Wong provides evidence to underscore her theory of “overconfidence-generated speculation” in Hong Kong, supported by a model used in a February 2003 study by Jose Scheinkman and Wei Xiong of Princeton University in their paper, “Overconfidence and Speculative Bubbles.” To test alternative theories on the relationship between speculation and turnover, she uses a model put out by Jainping Mei of the Stern School of Business at New York University, and Princeton University’s Scheinkman and Xiong in their February 2004 paper, “Speculative Trading and Stock Prices: An Analysis of China’s A-B Share Premia.”



With that armory of data and methodology, Wong was able to establish that the price increases in Hong Kong were not caused by “a simple supply-side story, in which a sudden decrease in housing supply or rational expectations of future supply decreases” were the main culprits. Wong also discovered that so-called fundamental factors — such as population growth and migration, wage trends, real interest rates and tax structures – did not spark the demand frenzy.



Wong also discounted the possible explanation of a “flight to quality” by investors after studying returns on equity stocks, bonds and foreign exchange. Here, Wong looked at Hong Kong’s Hang Seng stock index, where she found the returns to the non-real estate components were at least as high as that to holding residential housing stock. She extended this part of the investigation to track Hong Kong housing prices alongside indices in stock markets in Singapore and Japan. Her finding: While all three experienced a downturn between 1996 and 1998, the “foreign stock market indices (Singapore and Japan) fell much earlier than Hong Kong housing prices, and they did not show the sharp upward movement before the fall.” What this told her was that while the housing market crash may have been caused or aggravated by the regional economic downturn, the upswing before 1997 was rooted in factors specific to Hong Kong.

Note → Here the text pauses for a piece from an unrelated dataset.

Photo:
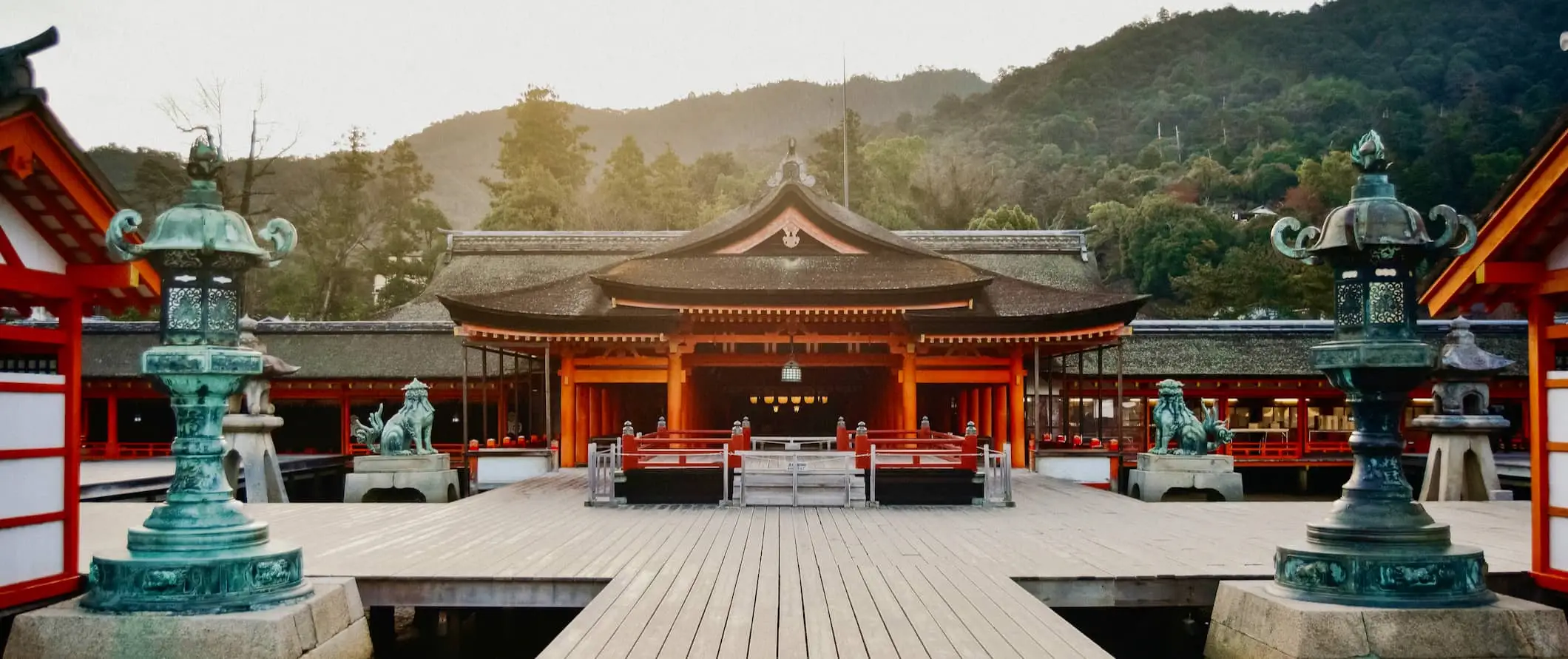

Wong also explored interest rate movements as a possible explanation to rising home prices. Here, she found little evidence to support an argument that cheaper finance may have fueled the boom. The Hong Kong dollar is pegged to the U.S. dollar, and so the prime rate is often a reflection of the economic conditions in the U.S. rather than in Hong Kong



The report is a “work-in-progress,” says Wong, who wants to continue with her research and refine her findings. “I want to dig deeper into this story,” she notes. Without the benefit of adequate data and analysis, Wong won’t allow herself to be drawn into speculation on where the next bubble might be, although she does see some evidence in U.S. coastal city markets including San Francisco and Boston that warrant “suspicion.” She adds, however, that she cannot say “whether it is time to be alarmed, because I haven’t studied the data.”


Wong, who has and will continue to present her findings at conferences in Asia and the U.S., hasn’t yet sent her work to government policy makers and regulators in Hong Kong, but she plans to distribute copies among peers and other academicians. Her next research project aims at exploring “the linkage between the extent of speculation in different parts of Hong Kong and land supply,” she notes. Wong also plans to study the evolution of land use restriction variation across time and space in Hong Kong. “This is a very complex subject and it helps to have more minds focus on it,” she says. “We will hopefully develop more sophisticated and more satisfactory theories on real estate.”